The Court of Protection must not be placed in ‘lockdown’

Key messages from the Vice President.

In his letter dated 4 May 2020, the Vice President of the Court of Protection, Mr Justice Hayden, responds to views expressed that the added pressures on society in the face of the Covid-19 pandemic health crisis must mean a relaxation of the protection of individuals’ rights under the Mental Capacity Act 2005 he says:

“The deprivation of the liberty of any individual in a democratic society, holding fast to the rule of law, will always require appropriate authorisation.

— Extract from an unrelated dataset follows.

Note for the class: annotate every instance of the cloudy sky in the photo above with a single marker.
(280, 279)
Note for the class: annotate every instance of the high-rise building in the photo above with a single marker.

Nothing has changed. The Mental Capacity Act 2005, the Court of Protection Rules and the fundamental rights and freedoms which underpin them are indispensable safeguards to the frail and vulnerable.” [emphasis original]

The Vice President has made it clear that any suggestion that the adherence to proper legal process and appropriate authorisation of an individual’s deprivation of liberty may need to take a backseat to other pressing welfare priorities is “…entirely misconceived”.

Mr Justice Hayden confirms that there has been a “…striking and troubling drop in the number of Section 21A (MCA 2005) applications” to the court as well as a “…significant reduction in referrals to advocacy services” during the current crisis.

The Vice President in his correspondence, dated 4 and 11 May 2020, to stakeholders and practitioners alike can be read in full here and here.

We set out some the headline points as follows:

  1. The Vice President’s view that individual assessment of capacity can be conducted ‘remotely’ with both competence and fairness in the vast majority of cases with the “key” involvement of carers and an individual’s (P) family.
  1. The announcement on 23 March 2020 of the formation of the COP Hive Group where the Vice President refers to the work done by the group so far in summary as follows:

The group has met three times since its formation, with regular communication between members between meetings.  Its immediate focus was upon developing guidance for remote hearings, promulgated on 31 March 2020; That guidance is being kept under review, mindful of the need to balance the changing demands of the situation with not swamping already overloaded practitioners (and judges) with too many documents. The group has also had sight of, and via the Vice – President, approved the guidance on advocacy at remote hearings prepared by the Court of Protection Bar Association (6 April 2020) reflecting the very specific demands imposed upon both practitioners and the judiciary by the constraints of remote hearings.”

        You can read an earlier article by one of my colleagues’, Katrina McCrory, about the first fully contested remote hearing in which we were involved at the onset of the current crisis.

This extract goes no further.